Independentemente de ser em 1958 e não ter tantos vizinhos intrometidos, “The Marvelous Mrs Maisel”, criada pelo casal Palladino, lembra “Gilmore Girls” em muitos pontos. A escolha de ter uma protagonista com pensamentos revolucionários, ser divertida e falar rápido, além de ter um gosto único para roupas, é a zona de conforto de Amy Palladino. Contudo, por mais que tenham inúmeras características semelhantes e possíveis de se fazer um paralelo, a obra criada para a Prime Video tem, assim como a história da mãe e filha de Stars Hollow, sua originalidade e capacidade de atrair o telespectador.

A criatividade de diálogos dos dois já era nítido no produto do canal americano CW e, definitivamente, a linha de raciocínio e desenvolvimento dos personagens continua o mesmo. Ademais, da mesma forma que o sucesso anterior dos criadores continha uma trilha sonora impecável e condizente com o tema, em “The Marvelous Mrs Maisel” é ainda mais mágica, como se fosse possível ser transportado para 60 anos atrás.

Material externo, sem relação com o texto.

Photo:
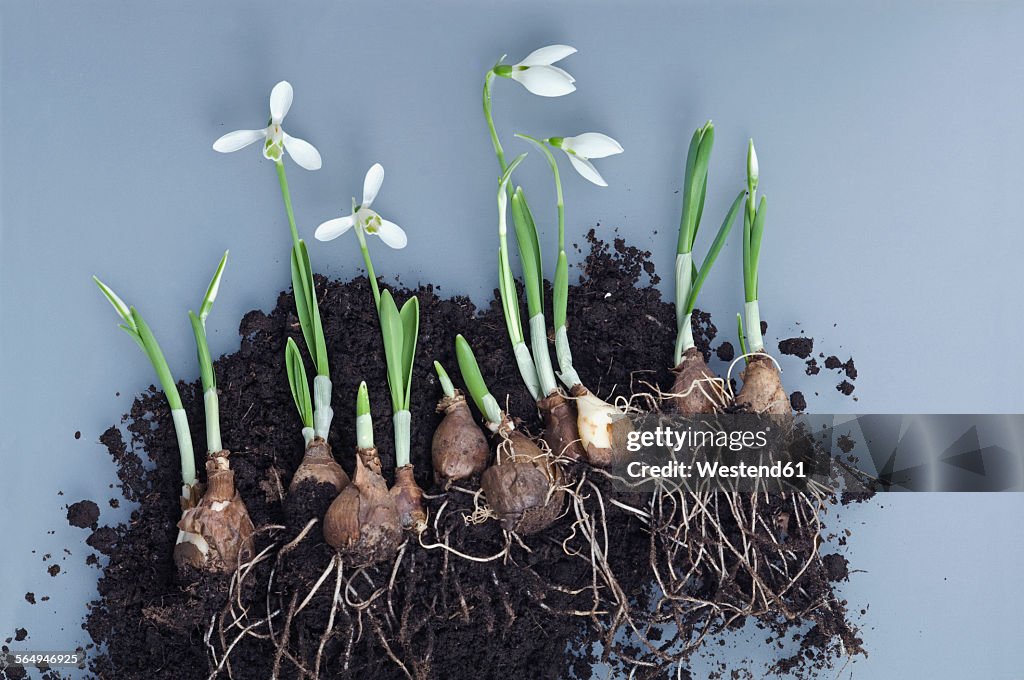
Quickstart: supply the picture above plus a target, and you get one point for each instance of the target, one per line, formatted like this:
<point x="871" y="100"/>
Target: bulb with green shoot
<point x="215" y="532"/>
<point x="459" y="450"/>
<point x="762" y="391"/>
<point x="317" y="464"/>
<point x="522" y="485"/>
<point x="595" y="417"/>
<point x="399" y="329"/>
<point x="540" y="77"/>
<point x="363" y="522"/>
<point x="560" y="432"/>
<point x="696" y="389"/>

A trama gira em torno de Miriam Maisel (Rachel Brosnahan), uma mulher casada de 26 anos, com dois filhos e que, aparentemente, tinha a vida dos sonhos de qualquer garota da época. O marido Joel (Michael Zegen), além de trabalhar no escritório, gosta de testar seu lado cômico nas cafeterias do centro de Nova York. Como uma boa esposa e, ao que tudo indica, do signo de Virgem, Midge – apelido da protagonista – anota todos os detalhes da apresentação e os dois preparam estratégias conforme os resultados. Apesar do comportamento da Sra Maisel ser um clichê feminino da década, em que fica em casa, cuidando dos filhos, preparando a comida para quando o “dono” da casa chegar, assim como Lorelai Gilmore, Miriam não leva desaforo para casa e tem uma personalidade forte.Após um número catastrófico em uma das saídas, Joel resolve deixar Midge e ainda conta sobre o caso que estava tendo com a secretária Penny Pann (Holly Curran). Buscando uma forma de entender o motivo e, até mesmo, desabafar o que estava sentindo, a mais nova solteira do Upper West Side resolve ir até o palco predileto do marido para tentar solucionar o que se passava na cabeça dele. No entanto, mal ela sabia que, esse momento de fúria e álcool seria o início de uma nova perspectiva sobre sua vida e uma possível carreira.

Ainda fazendo um paralelo com a série de Lauren Graham, neste caso, o número de personagens é bem reduzido, mas nada que prejudique o desenrolar dos dramas e das cenas tipicamente engraçadas e únicas. Tanto os pais de Miriam, como de Joel, acham que os filhos irão voltar a ficar juntos e possuem seus traços de personalidade bem definidos.

No caso de Abe e Rose Weissman (Tony Shalhoub e Marin Hinkle, respectivamente), eles continuam com as falas non-sense similares as de Emily e Richard Gilmore, mas com uma pegada à la “Casamento Grego”. Mesmo que Abe não ache que tudo seja consertado com limpa vidros, como é visto no filme citado, ele acha que está certo em grande parte do tempo e não costuma dar muita atenção ao que a mulher diz, por parecer ser baboseiras.Com oito episódios disponíveis na plataforma, finalizando a primeira temporada, Daniel e Amy souberam honrar, novamente, o público feminino, mostrando o poder da voz de uma mulher, sem levar em conta o contexto temporal. É importante relatar, mais uma vez, a transcendência de uma protagonista, exemplificando, ao longo da história, que a escolha de um pensamento crítico e de ser livre, sem necessitar de um homem ao seu lado, é possível em qualquer época e lugar.

Dessa vez, Amy Sherman conseguiu dar a Alex Borstein, que interpreta Susie Meyerson, um papel de destaque, visto que, no seu sucesso anterior, Melissa McCarthy acabou roubando a cena e o lugar como Sookie St. James. Além disso, para compor as reflexões e incessantes referências muito bem estudadas pelos roteiristas, Susie ajudará a carreira de comediante de Midge alavancar, ou, pelo menos, começar a sair da imaginação da maravilhosa Sra. Maisel.